Keeping tabs on teachers

Keeping tabs on teachers

Educators sounded a warning this week that standards are slipping and students at many of our technical colleges are being taught outdated technology, a failing that could affect the nation's competitiveness when Asean workforces are partially integrated in 2015. It could also worsen existing problems by making it more difficult for industrial plants and factories to recruit skilled technical staff and for consumers to get increasingly complex "must-have" electronic devices fixed if they go wrong.

The problem is one that should have been anticipated. We live in a world in which new technologies are emerging and being developed at a pace that outstrips the ability of many of our technical college teachers to understand and then properly educate their students about. As a result, some vocational school students are being taught skills that are of little use in today's fast-moving world.

It is not the students' fault because those most in need of further education are often the teachers themselves. Of course they should be going on self-improvement and "refresher" courses but money for these is almost non-existent. That is why the Office of the Vocational Education Commission this week asked the government to allocate funds for teacher training and provide instructional media for teaching. It also seeks to fill a shortfall of 8,936 new vocational teachers throughout the country for the 2013 academic year at a cost of 1.6 billion baht if it can find them. A previous request was turned down.
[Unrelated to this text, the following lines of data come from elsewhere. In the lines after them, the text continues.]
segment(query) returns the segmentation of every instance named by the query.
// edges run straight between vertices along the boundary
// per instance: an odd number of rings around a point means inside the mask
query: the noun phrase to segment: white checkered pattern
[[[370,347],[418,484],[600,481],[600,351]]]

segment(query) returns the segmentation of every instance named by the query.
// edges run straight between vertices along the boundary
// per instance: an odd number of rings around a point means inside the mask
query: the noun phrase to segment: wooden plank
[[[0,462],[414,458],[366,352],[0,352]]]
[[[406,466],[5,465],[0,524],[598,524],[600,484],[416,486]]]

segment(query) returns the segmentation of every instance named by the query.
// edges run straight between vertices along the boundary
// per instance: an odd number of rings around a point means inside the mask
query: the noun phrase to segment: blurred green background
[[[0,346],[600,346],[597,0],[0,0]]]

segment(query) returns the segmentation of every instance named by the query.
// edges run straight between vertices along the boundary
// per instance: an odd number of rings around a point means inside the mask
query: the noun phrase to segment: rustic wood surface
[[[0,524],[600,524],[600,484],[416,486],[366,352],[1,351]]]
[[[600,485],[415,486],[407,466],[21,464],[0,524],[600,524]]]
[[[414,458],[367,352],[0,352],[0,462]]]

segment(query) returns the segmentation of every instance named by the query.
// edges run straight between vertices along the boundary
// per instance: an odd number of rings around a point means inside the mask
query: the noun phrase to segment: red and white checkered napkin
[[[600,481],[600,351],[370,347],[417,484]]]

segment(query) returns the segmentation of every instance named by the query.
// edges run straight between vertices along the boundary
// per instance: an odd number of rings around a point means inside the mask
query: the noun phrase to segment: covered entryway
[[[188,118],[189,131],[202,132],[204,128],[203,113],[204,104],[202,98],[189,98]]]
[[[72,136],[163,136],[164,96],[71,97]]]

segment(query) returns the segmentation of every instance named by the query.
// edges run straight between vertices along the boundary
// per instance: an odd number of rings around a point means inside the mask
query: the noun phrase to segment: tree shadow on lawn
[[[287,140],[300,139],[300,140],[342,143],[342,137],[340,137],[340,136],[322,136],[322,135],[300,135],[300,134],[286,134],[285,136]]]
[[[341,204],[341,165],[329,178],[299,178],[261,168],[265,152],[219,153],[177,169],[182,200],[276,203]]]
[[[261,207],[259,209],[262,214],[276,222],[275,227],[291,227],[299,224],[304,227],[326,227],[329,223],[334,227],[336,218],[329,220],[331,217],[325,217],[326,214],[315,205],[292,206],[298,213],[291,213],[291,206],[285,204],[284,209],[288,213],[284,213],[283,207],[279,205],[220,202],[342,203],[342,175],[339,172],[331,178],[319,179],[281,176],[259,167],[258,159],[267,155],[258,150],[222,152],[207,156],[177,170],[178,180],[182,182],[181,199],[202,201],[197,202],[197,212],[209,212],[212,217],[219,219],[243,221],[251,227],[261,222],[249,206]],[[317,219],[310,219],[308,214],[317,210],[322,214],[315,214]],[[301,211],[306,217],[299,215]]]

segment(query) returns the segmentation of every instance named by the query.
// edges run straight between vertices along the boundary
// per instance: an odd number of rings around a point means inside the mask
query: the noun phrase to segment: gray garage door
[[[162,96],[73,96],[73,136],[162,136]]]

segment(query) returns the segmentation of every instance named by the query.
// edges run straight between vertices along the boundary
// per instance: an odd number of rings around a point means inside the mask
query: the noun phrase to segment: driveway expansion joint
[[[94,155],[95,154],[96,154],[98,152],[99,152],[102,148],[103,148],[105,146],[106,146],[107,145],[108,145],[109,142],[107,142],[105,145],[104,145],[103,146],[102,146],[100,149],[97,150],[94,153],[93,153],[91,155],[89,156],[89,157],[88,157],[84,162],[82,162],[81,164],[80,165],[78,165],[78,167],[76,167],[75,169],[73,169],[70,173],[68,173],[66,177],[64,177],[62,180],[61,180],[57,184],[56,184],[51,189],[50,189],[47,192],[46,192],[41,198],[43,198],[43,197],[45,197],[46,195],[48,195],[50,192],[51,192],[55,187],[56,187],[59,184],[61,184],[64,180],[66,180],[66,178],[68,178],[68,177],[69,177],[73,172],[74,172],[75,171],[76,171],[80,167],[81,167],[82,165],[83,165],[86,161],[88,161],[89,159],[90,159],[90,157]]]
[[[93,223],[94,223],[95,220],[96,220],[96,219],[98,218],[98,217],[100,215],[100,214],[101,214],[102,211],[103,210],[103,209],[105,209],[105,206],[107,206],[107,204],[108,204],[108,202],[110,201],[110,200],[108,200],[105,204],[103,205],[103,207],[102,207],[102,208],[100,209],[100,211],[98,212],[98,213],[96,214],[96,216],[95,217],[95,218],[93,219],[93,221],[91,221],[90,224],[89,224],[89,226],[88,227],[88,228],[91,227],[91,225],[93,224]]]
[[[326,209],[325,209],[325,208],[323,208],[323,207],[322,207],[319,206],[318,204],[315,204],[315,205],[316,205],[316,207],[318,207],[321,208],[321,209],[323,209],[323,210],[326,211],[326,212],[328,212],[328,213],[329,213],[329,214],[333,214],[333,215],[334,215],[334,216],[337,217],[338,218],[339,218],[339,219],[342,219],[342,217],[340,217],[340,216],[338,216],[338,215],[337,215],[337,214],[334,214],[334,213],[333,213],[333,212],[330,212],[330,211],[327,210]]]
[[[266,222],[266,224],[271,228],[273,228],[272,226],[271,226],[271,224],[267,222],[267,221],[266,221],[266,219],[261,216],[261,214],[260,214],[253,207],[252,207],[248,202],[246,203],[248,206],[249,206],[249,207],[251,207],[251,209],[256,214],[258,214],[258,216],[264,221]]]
It makes little sense to train vocational school students in the technicalities of fixing outmoded analogue CRT televisions when the country is switching over to digital flat screen TVs. Yet many teachers are unable to instruct their students in the maintenance and repair of widescreen TVs because they do not know how, claims one senior representative of the commission, citing a relevant example. Rapid advances are also being made in the fields of automotive engineering, telecoms, graphic design and computer maintenance for which a demand exists in the job market, but only for those who have been well trained.

Unfortunately that excludes a sizeable number of today's university graduates whose skills and areas of specialisation fail to match the needs of the labour market. For years they have been crammed into large classes and required to learn from teachers whose own depth of knowledge and motivation may have been lacking, especially in language teaching. As a result, hundreds of thousands of students usually remain unemployed months after receiving their coveted degrees. These degrees have already been widely devalued by the common practice of listing them as entry-level requirements for the most mundane of jobs, an indication that some employers are losing confidence in traditional educational qualifications. In contrast, those receiving diplomas certifying satisfactory completion of occupational training courses tend to do rather better because they have manual skills that are much in demand.

We live in an age of increasing job specialisation where advanced skill sets are sought after. This is why students need dedicated knowledgeable teachers who can provide proper career guidance and information on market trends. Administrators and those allocating budgets who fail to recognise this are short-changing their students and disrupting the smooth running of the country, as it leads to unnecessary training and re-training of the newly-emerging work force. Our education system suffers from a shortage of investment and an excess of muddled thinking. Compounding this is the whole outdated system of learning by rote which stifles initiative, a lack of encouragement for critical, innovative thinking and the overall inflexibility that leaves students largely unprepared for the tough, unforgiving world beyond the campus gates.